Gehry ha imparato a non cercare coerenza e unitarietà nella città perché sono valori che non appartengono più all’architettura; la città degli angeli è quindi destinata a rimanere non conclusa come le architetture di Gehry.

Un motivo ricorrente nella poetica di Frank Gehry è il tema e la forma del pesce. L’architetto spiega come da bambino fosse solito recarsi al supermercato con la nonna per comprare una carpa, con la quale giocava fino a che la nonna non la cucinava nel Gefilte Fish; lui sente il tutto enfatizzato dentro di se.

 

Casa Gehry, Santa Monica, 1977-78

Il progetto è un collage di materiali poveri e a buon mercato; l’architetto ha ricoperto la casa preesistente in stile coloniale olandese con una serie di materiali poveri, non comuni per una casa borghese. Gehry utilizza materiali che sono utilizzati nelle zone povere della città ma anche in quelle borghesi, solamente con scopi più utilitari (garage, cucce per cani, depositi per attrezzi).

Lo straniamento in questo caso dimostra l’abilità dell’architetto nell’usare il Cheapscape (universo dei segni degradati e compromessi del paesaggio urbano).

 

Camp Good Times, Santa Monica Mountains, 1984-85

Il progetto è un alloggio per bambini malati di tumore.

L’idea è quella di creare un ambiente immaginifico, che appartenga ai sogni dei bambini. Le forme sono conosciute ma estraniate dal loro contesto d’origine: uno scafo di una barca rovesciato compone il portico, un recipiente di latte fa da cucina, sono presenti un mulino e delle vele.

 

Chiat/Day Main Street Headquarters, Venice, 1975-91

L’edificio è frutto di una collaborazione con Claes Oldenburg e Coosje Van Bruggen. L’elemento caratterizzante del progetto è il binocolo gigante affiancato ai corpi di fabbrica. Il binocolo è collocato in quel punto per segnalare l’ingresso, evidente l’ironia rivolta alla maestosità delle porte classiche. Divertente anche il modo in cui fu deciso di collocare un binocolo; Gehry colto alla sprovvista da una domanda del committente impugnò e posizionò il primo oggetto che si trovò per le mani, convincendo il committente che aveva trovato una soluzione al problema.

 

Bernard Tschumi

Nel Saggio Six Concepts analizza il paradigma razionalista secondo il quale la forma segue la funzione e sviluppa una sua opinione in merito; Tschumi è convinto che in realtà vi sia una completa intercambiabilità tra forma e funzione, ossia vi è un’interazione tra le due ma nessuna delle due segue per forza l’altra.

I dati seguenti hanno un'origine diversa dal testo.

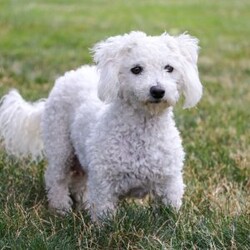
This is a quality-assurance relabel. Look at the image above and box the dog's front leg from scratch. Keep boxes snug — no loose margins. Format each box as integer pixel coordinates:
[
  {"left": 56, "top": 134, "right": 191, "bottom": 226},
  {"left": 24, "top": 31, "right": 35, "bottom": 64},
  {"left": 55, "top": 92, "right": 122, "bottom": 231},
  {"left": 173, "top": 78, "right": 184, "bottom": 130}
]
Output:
[
  {"left": 154, "top": 173, "right": 185, "bottom": 211},
  {"left": 87, "top": 177, "right": 118, "bottom": 222}
]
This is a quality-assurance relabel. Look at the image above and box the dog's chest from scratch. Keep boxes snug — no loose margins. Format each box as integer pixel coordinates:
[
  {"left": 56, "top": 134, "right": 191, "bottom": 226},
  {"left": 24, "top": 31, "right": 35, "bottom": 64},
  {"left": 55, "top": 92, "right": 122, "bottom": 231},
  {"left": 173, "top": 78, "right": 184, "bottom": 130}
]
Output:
[{"left": 118, "top": 122, "right": 171, "bottom": 175}]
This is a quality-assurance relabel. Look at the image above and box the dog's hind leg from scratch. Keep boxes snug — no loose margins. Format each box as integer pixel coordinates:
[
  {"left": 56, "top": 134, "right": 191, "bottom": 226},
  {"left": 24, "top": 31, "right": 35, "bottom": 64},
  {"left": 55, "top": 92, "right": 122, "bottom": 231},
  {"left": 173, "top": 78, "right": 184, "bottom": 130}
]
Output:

Tschumi propone quindi tre tecniche di spiazzamento:

-crossprogramming

-transprogramming

-disprogramming

Il crossprogramming o programmazione incrociata significa utilizzare una configurazione non designata per un determinato oggetto.

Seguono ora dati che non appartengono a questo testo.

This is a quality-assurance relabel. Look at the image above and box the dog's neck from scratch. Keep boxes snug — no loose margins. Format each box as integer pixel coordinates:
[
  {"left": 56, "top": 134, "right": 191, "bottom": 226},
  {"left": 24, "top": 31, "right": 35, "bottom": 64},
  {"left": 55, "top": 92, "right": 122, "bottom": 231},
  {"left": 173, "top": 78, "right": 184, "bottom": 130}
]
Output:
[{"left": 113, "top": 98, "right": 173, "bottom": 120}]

Il transprogramming o transprogrammazione significa combinare tra loro due elementi insieme alle loro configurazioni spaziali senza curarsi delle loro incompatibilià.

Il disprogramming o disprogrammazione consiste nel combinare due elementi in modo tale che la configurazione spaziale di uno contamini quella dell’altro.

Delle tre il crossprogramming è sicuramente il più utilizzato proprio per il fatto che è più facilmente assimilabile allo straniamento per cambiamento di funzione, gli altri due rappresentano uno straniamento in misura minore.

 

Bridge City, Losanna, 1988

Bridge City è un classico esempio di Crossprogramming; Tschumi dopo aver osservato diverse tipologie di ponte, propone cinque ponti per poter collegare due zone collinari divisi da una leggera depressione.

Ogni ponte è suddiviso funzionalmente in tre parti indipendenti: a livello strada attività commerciali di natura urbana, in zona centrale attività pubbliche e commerciali e negli edifici sospesi aree adibite a hotel o appartamenti.

L’effetto straniante è da ricercare nell’aspetto funzionale (a volte sono interrotti o ospitano altre funzioni) non come nel progetto di Superstudio dove invece è di natura dimensionale; il tema del ponte abitato ha sicuramente dei riferimenti nel Ponte di Rialto e in Ponte Vecchio.

 

Bibliotheque Nationale De France, Parigi, 1989

Questo progetto di Tschumi è un esempio di Transprogramming, cioè deriva dall’accostamento forzato di due elementi: una pista di atletica sollevata a trentatre metri dal suolo a coronamento della biblioteca; l’architetto si è sicuramente ispirato all’edificio del Lingotto di Mattè Trucco

La pista di atletica inteso come circuito è per Tschumi il concetto organizzatore; malgrado questo il progettista si rammarica per la scarsa contaminazione creatasi tra le due parti.

 

Rafael Moneo

Auditorium e Centro Congressi Kursaal, San Sebastian, Spagna, 1990-99

Il progetto riesce a sviluppare una doppia situazione di straniamento, la prima rispetto al contesto e la seconda di natura dimensionale/funzionale.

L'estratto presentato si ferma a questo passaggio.